Seat shells flew out of the guest block, rockets were fired onto the field and into the area of ​​​​the home fans. According to the Swedish newspaper “Aftonbladet”, one ended up in the family block in the upper ring. “There are families sitting in the stands and people are banging left and right. I don’t know what the hell is going on in Europe right now,” said Malmo captain Anders Christiansen.

The Ultras from Union burned off fireworks even after the final whistle.
© imago images / Matthias Koch

In recent weeks, there have been serious spectator collisions at several European Cup games, including the appearance of 1. FC Köln in Nice and Eintracht Frankfurt in Marseille. In Indonesia, 125 people died in a panic in the stadium a few days ago. Before kick-off there was a minute’s silence in Malmo for the victims of the tragedy.

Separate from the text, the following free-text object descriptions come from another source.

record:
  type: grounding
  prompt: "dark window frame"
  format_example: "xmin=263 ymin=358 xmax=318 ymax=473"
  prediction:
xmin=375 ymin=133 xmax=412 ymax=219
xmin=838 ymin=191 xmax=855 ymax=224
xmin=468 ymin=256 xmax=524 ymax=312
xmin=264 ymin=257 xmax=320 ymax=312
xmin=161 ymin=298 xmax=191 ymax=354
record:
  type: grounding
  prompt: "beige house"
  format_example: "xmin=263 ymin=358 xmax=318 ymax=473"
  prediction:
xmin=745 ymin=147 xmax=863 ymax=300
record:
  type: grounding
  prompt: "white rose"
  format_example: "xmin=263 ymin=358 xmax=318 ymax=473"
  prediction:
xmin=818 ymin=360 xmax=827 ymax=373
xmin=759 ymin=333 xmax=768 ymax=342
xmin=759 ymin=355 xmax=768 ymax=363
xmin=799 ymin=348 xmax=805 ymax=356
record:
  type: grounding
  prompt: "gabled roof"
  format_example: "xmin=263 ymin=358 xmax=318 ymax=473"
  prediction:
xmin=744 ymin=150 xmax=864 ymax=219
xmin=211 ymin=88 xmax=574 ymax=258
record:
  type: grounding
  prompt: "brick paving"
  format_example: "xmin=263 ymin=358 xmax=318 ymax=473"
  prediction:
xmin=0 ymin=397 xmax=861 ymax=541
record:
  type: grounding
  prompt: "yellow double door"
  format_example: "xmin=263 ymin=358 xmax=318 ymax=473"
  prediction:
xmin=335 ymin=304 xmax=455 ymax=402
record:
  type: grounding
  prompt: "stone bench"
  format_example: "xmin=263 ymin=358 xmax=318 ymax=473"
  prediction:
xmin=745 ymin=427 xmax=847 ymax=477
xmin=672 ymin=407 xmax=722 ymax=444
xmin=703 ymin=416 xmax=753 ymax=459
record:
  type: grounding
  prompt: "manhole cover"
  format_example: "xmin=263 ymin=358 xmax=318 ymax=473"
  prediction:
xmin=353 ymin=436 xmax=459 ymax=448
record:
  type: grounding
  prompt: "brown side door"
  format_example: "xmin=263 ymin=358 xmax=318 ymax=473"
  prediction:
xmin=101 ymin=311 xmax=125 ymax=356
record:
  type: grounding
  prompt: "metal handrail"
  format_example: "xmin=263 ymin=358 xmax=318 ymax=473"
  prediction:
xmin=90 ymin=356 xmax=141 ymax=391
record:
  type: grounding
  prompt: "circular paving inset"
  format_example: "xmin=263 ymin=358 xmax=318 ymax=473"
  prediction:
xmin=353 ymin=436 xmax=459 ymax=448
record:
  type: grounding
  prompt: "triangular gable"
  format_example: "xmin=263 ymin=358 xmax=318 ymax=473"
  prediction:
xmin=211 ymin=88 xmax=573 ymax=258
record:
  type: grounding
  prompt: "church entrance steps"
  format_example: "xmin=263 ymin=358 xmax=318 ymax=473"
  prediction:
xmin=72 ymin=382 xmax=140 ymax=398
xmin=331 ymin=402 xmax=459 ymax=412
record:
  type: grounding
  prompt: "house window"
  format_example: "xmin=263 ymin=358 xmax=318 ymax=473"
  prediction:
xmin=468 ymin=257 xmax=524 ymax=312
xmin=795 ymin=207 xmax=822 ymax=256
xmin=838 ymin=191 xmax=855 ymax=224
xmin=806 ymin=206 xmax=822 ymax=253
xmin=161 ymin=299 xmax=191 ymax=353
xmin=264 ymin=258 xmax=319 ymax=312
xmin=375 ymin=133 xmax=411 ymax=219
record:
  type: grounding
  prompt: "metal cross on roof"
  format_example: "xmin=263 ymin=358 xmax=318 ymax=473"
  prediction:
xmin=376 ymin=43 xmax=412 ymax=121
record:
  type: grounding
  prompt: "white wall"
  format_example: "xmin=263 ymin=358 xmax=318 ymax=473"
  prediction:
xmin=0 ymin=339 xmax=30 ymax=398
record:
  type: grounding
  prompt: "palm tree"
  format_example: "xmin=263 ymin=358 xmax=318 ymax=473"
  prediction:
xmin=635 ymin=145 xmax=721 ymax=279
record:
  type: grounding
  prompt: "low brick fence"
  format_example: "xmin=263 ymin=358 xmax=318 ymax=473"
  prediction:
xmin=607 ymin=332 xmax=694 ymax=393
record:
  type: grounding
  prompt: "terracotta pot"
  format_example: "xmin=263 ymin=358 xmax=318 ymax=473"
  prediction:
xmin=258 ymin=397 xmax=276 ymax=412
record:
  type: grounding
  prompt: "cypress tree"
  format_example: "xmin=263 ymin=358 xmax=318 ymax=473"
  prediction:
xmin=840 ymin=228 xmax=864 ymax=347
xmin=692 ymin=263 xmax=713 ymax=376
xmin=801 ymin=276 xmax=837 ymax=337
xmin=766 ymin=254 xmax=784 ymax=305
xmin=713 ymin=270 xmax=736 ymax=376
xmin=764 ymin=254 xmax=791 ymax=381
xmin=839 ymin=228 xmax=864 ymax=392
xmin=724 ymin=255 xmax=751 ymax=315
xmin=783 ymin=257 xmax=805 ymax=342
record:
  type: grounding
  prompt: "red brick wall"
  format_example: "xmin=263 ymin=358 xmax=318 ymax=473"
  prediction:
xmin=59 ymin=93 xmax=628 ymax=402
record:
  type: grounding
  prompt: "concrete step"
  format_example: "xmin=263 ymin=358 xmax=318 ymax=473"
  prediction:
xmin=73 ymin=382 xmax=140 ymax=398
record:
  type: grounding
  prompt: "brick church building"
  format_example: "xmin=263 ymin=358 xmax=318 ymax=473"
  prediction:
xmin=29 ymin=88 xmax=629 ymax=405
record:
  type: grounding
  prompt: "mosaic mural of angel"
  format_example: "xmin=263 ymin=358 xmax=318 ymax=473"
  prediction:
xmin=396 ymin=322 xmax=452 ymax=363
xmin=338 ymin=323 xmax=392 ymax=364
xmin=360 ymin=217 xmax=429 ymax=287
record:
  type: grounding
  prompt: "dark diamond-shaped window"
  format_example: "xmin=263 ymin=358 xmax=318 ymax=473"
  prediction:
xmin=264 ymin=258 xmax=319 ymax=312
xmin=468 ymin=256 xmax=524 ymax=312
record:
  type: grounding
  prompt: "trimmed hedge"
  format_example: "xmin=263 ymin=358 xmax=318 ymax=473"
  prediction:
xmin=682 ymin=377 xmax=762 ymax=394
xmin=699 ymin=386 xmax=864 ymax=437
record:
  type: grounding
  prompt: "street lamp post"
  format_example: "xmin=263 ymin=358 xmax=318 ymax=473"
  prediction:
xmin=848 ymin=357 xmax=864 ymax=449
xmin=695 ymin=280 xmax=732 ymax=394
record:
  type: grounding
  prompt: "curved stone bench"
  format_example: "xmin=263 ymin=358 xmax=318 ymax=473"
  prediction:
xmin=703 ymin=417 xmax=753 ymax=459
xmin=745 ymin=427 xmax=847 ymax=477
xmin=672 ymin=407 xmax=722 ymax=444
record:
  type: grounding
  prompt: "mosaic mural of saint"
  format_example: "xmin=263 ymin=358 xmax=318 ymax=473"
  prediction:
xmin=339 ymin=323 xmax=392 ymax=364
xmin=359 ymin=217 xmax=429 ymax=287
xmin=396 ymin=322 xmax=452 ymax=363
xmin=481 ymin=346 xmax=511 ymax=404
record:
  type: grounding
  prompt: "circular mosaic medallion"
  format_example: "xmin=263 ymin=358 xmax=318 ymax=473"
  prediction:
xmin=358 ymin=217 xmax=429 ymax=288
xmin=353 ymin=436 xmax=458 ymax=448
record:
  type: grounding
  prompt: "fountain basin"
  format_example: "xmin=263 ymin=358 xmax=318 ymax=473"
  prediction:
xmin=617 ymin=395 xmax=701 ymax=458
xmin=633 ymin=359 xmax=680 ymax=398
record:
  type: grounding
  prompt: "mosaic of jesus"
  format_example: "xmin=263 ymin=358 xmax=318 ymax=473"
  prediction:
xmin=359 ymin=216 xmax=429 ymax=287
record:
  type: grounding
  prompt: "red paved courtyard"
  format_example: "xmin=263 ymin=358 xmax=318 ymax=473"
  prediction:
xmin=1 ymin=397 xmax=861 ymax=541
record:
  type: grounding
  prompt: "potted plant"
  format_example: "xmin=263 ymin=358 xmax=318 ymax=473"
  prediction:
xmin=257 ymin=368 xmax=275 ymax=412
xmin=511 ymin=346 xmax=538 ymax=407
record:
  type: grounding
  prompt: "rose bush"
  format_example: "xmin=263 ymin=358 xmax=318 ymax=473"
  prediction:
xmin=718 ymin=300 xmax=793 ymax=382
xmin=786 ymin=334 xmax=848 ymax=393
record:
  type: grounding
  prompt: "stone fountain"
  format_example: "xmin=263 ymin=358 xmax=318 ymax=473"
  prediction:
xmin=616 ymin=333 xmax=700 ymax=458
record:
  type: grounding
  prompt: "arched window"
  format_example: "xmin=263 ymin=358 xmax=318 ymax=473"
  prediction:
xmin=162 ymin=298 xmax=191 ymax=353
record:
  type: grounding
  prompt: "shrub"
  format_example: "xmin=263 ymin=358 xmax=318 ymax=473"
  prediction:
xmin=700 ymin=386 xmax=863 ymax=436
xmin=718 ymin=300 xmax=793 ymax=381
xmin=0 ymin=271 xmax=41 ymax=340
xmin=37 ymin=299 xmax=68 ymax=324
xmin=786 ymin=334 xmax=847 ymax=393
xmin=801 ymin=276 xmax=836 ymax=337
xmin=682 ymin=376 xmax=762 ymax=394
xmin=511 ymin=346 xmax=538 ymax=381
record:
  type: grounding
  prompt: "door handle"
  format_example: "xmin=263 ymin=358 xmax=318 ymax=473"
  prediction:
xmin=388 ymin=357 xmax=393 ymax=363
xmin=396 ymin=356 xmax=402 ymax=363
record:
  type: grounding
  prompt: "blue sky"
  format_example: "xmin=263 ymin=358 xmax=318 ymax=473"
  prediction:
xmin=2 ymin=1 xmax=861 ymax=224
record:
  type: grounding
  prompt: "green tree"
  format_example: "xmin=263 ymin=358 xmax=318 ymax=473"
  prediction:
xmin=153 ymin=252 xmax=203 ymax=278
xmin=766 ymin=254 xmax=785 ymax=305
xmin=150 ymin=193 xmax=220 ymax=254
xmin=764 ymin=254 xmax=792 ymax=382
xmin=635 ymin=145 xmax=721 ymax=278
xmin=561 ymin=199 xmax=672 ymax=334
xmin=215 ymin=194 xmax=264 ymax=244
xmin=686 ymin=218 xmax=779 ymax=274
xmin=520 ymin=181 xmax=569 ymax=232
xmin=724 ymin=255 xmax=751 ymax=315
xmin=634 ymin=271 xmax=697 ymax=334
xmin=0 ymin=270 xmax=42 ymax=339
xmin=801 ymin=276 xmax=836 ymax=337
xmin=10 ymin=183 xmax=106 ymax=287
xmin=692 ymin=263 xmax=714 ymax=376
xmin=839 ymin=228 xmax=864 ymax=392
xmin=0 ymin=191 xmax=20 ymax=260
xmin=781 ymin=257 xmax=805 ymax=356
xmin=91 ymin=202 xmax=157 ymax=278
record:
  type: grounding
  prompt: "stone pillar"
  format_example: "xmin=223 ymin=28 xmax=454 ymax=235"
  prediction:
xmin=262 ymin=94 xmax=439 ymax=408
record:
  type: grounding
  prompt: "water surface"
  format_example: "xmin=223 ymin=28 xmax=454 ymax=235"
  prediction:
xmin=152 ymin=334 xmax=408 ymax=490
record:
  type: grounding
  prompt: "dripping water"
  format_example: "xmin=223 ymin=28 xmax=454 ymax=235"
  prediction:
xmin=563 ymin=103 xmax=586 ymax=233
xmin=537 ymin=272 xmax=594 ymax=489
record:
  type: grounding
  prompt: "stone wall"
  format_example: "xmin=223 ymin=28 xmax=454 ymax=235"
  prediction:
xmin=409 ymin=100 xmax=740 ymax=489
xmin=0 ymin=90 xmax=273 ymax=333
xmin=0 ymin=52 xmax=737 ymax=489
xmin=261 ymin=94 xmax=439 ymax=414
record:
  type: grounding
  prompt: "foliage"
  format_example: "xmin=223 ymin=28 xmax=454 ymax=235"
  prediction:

Since the second leg will take place in Berlin next Thursday, the focus is not only on processing, but also on preparation. It is not yet known how many fans from Sweden will make the journey to the An der Alten Försterei stadium. The guest block has a capacity of around 2,000 seats. However, Dirk Zingler is convinced that there will be no escalation like in Malmö again. “Here the organizer was completely understaffed, we are better organized in terms of organization,” said Union President. Even the possibility that Malmö’s fans could pass on tickets, for example to friendly Hertha supporters, does not worry Zingler. “We are prepared for that.”